Miller Sharpshooters

Turning to the Tripod

Did you know that you'll get years more trouble-free service from your fluid head if you remember to loosen the tilt and pan locks before stowing your tripod? The reason: Loose locks allow a head's internal parts to move--cushioned by the internal fluid--without damaging or scoring the brake mechanism when the tripod takes a tumble or gets whacked by an errant equipment case.

Shooting on sticks with a camera designed to be operated on your shoulder (side-mounted viewfinder) is made easy by always positioning the tripod so one leg points directly away from your subject. The other two legs will form a line perpendicular to the lens, creating a safe zone where you can stand with your eye to the finder and making it almost impossible to trip on a leg or jar the shot with a misplaced foot.
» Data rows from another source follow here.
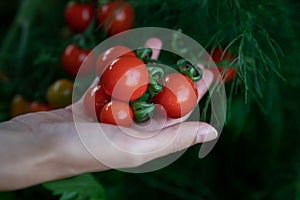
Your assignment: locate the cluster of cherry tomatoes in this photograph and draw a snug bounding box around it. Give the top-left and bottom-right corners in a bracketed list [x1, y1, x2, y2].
[65, 0, 134, 36]
[83, 45, 202, 127]
[10, 0, 237, 120]
[62, 0, 134, 77]
[10, 0, 136, 118]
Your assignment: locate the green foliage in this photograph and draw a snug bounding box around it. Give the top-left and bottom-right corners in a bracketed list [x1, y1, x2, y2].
[43, 174, 105, 200]
[0, 0, 299, 199]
Always setting up your tripod with two legs forward and one to the rear also makes it really simple to fold the legs and carry them to your next location with the camera still attached. Making sure the camera is securely fastened and the tilt lock is on, grasp one forward leg in each hand as you put your shoulder to the camera baseplate where it meets the tripod head. Draw both legs rearward as you lift the tripod with your shoulder and wrap your thumbs around the rear leg to hold it secure as you move to your next location. A quick setup is assured by reversing the process. Plant the rear leg first and then extend both hands to reopen the tripod.